A slave is sometimes put to all fours, that she may move thusly, accompanying masters. In this posture she cannot suddenly run, or dart away. In the situation described the posture was doubtless imposed as a security measure, on an unknown slave, mysteriously arrived from the darkness. In other situations the posture may be imposed upon her as a discipline, to position her for animal usage, to remind her that she is a slave, and so on.

“I resented being on all fours amongst men,” she said, “forced to look up at them from such a position, and such. ‘Come along, kajira ,’ he said, moving away. I followed him, on all fours. In a few moments the small fire had been rekindled, and I was permitted to kneel, where the firelight played upon me, the men, eleven as I now counted, sitting back from the fire. I could see some small tents, and some paraphernalia of the camp, to my left. I also saw six women, stripped, their hands tied behind them, on a single neck rope, stretched between two stakes, to which each end was fastened. ‘I am the slave Publia,’ I said, ‘separated from my master, Flavius of Brundisium, in the troubles at Ar, seeking to be returned to him.’”
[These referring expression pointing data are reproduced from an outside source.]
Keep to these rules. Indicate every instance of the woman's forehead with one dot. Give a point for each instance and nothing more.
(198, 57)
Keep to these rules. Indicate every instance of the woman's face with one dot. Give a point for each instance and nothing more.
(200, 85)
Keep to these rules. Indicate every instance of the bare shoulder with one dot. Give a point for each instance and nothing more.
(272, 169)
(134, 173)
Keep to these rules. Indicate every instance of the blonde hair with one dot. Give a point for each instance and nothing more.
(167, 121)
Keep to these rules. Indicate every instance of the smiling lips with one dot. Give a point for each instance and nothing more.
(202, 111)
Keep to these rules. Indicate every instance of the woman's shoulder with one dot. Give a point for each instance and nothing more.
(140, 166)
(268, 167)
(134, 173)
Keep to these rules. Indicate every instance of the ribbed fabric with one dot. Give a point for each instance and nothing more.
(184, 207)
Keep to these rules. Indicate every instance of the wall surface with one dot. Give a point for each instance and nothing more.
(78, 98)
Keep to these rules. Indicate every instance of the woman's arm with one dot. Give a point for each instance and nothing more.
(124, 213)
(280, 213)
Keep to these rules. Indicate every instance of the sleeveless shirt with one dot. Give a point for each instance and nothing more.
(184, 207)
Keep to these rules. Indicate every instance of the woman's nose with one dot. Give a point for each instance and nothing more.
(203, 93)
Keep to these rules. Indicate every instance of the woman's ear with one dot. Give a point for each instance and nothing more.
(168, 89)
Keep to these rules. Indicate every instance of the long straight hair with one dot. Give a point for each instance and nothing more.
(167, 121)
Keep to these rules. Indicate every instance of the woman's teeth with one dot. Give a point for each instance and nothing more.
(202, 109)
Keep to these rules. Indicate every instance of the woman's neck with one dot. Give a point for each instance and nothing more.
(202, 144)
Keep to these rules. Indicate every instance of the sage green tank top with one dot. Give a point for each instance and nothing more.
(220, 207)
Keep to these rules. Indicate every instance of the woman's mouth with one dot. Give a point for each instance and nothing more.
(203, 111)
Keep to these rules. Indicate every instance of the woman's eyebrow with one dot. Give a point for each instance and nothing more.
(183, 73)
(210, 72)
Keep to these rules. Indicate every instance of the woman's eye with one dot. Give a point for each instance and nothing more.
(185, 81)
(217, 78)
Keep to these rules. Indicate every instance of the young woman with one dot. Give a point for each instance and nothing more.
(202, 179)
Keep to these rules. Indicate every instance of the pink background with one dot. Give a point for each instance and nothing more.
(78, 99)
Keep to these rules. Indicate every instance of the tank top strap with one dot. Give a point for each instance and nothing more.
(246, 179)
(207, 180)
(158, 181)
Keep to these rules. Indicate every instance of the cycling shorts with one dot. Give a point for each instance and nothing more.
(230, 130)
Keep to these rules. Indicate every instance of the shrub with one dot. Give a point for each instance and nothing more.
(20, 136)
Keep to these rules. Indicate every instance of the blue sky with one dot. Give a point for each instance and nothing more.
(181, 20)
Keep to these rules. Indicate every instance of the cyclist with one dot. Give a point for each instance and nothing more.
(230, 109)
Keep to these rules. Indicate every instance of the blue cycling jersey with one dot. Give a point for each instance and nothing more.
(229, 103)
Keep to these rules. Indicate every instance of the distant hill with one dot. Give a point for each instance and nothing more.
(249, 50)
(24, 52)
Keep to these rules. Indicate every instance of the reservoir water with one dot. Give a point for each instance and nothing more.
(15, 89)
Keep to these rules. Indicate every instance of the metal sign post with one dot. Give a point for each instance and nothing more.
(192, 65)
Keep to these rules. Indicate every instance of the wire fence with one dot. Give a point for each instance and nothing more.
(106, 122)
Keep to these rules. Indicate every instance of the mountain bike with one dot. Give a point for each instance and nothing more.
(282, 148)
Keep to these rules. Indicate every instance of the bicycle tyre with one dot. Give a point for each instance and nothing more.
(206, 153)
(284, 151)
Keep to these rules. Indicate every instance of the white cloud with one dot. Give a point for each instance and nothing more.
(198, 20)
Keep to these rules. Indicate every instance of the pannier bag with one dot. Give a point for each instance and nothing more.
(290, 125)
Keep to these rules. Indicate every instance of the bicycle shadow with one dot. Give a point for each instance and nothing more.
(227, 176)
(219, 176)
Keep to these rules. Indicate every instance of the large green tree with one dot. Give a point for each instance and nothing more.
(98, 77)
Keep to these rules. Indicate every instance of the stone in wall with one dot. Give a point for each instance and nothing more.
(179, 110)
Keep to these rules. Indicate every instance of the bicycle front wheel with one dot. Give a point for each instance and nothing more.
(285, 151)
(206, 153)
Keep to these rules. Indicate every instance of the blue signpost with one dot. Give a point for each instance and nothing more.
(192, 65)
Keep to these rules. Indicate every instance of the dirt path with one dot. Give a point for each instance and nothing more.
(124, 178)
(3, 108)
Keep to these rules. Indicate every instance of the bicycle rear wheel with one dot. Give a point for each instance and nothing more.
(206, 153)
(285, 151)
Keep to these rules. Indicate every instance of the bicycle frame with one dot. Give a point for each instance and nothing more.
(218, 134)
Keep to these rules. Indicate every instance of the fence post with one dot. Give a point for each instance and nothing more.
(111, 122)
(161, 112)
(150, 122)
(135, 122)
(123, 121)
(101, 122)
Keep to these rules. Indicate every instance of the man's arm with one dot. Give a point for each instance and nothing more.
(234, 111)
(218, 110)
The name Flavius is a common name in the middle latitudes of Gor, at Ar, and elsewhere. I supposed the name had come to her mind, given her name, Flavia, which name, as would be expected, is similarly well known in such areas. It is not unknown, of course, that a slave might strive desperately to be returned to her master. A love unknown to a free woman, in its helplessness, its need, its depth, profundity, beauty, and passion, is often felt by a woman for the man whose collar she wears. Owned, she is his, wholly.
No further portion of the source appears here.